Escipión asintió con la cabeza mientras miraba ensimismado a través de la ventanita oscura.

—¿Cómo quiere que le comunique que he tenido éxito? —preguntó—. Barbarossa ha dicho que es usted una persona difícil de localizar.

—Es cierto —se oyó un carraspeo en la oscuridad—. Pero encontrarás todo aquello que necesitas en este confesionario en cuanto me haya ido. Cuando corra la cortina de esta ventanita, contad hasta cincuenta antes de venir a buscar lo que os haya dejado. Yo también guardo con sumo cuidado mi secreto, pero no necesito máscaras. Avisadme de que habéis tenido éxito y al día siguiente recibiréis mi respuesta en la tienda de Barbarossa, en la que os comunicaré cuándo cambiaremos el botín por la recompensa. Te diré el lugar ahora, ya que a Barbarossa le gusta abrir las cartas que no son para él, y prefiero hacer este negocio sin que esté de por medio. Recuérdalo bien: nos volveremos a encontrar en la Sacca della Misericordia, la pequeña bahía que hay al norte de la ciudad. Ya descubrirás cuál es el lugar exacto. Por si no conoces la Sacca, la encontrarás en cualquier mapa de Venecia. Te deseo suerte, Señor de los Ladrones. Hace tanto tiempo que mi corazón anhela lo que tienes que robar para mí, que está cansado de tanta ansiedad.

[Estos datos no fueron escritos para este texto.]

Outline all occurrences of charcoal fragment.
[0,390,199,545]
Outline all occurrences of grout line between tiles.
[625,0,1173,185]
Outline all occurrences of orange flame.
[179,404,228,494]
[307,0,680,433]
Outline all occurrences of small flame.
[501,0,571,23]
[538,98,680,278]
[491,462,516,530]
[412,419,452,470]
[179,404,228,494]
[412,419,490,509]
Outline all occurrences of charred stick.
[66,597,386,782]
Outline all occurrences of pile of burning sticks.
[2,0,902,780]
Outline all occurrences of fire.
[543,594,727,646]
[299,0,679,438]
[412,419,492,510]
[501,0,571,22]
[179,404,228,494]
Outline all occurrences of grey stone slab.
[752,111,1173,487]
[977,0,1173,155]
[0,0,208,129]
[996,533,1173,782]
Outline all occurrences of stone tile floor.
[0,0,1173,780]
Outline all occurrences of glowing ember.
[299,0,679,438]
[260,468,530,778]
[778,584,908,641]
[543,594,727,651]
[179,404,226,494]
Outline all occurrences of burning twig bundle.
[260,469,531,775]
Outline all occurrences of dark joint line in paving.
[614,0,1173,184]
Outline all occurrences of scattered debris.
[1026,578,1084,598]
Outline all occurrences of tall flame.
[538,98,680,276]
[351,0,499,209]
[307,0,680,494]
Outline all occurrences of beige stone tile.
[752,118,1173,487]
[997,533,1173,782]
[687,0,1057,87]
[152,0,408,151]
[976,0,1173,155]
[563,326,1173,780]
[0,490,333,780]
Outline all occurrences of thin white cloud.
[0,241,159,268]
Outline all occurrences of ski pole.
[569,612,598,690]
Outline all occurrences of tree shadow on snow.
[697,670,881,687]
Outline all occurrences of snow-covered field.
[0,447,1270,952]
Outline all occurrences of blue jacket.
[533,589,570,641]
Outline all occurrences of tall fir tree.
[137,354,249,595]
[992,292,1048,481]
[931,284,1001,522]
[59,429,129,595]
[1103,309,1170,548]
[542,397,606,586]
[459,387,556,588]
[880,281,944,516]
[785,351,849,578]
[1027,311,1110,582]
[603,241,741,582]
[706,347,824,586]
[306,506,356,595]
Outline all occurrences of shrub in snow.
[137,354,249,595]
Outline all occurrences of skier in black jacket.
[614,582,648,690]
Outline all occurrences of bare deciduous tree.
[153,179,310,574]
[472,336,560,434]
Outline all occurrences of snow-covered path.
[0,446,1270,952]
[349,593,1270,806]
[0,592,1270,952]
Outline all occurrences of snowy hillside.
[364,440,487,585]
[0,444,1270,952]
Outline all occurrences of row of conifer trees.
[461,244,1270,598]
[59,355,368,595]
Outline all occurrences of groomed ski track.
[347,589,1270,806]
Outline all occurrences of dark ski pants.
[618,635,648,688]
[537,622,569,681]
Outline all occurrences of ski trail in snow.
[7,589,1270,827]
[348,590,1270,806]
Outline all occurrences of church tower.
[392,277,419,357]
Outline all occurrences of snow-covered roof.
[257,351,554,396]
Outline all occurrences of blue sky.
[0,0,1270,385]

El conte corrió la cortina de la ventanita de golpe. Escipión se levantó y escuchó atentamente. Un grupo de turistas pasaba arrastrando los pies por delante del confesionario mientras un guía les comentaba en voz baja los mosaicos que tenían encima de la cabeza.

—¡Cuarenta y ocho, cuarenta y nuevo, cincuenta! —dijo Mosca cuando el grupo se alejó por fin y la voz del guía se oía a lo lejos.

Escipión lo miró con una sonrisa burlona.

—Vaya, pues sí que has contado rápido —dijo y corrió la cortina. Con gran cuidado salieron uno detrás de otro.

—Entra tú, Próspero —murmuró Escipión, mientras él y Mosca se ponían de pie frente al confesionario como si fueran el escudo de protección.

Próspero abrió lentamente la puerta de los sacerdotes y entró. Sobre el pequeño banco que había bajo la ventanita encontró un sobre sellado y un cesto con la tapa adornada con unas cintas. Cuando Próspero lo levantó, algo hizo un ruido dentro. Casi se le cayó del susto. Escipión y Mosca miraron con cara de sorpresa en el interior cuando salió con lo que había encontrado en el confesionario.

—¿Un cesto? ¿Qué hay dentro? —preguntó Mosca con gran recelo.

—No lo sé, pero hace ruido. —Próspero levantó con sumo cuidado la tapa, pero Mosca se la hizo bajar con cara de asustado.

—¡Espera! —murmuró—. ¿Hace ruido? Quizás hay una serpiente.

—¿Una serpiente? —Escipión se rió—. ¿Por qué nos iba a dar el conte una serpiente? Todo esto es culpa de las historias que os lee Avispa todos los días. —Pegó la oreja a la tapa del cesto—. Es verdad, hace ruido. Pero también hay algo que se mueve —murmuró—. ¿Alguien ha oído hablar alguna vez de una serpiente que dé golpes?

Escipión arrugó la frente y abrió la tapa hasta que pudieron ver lo que había dentro.

—¡Maldita sea! —dijo y volvió a cerrar el cesto—. Es una paloma.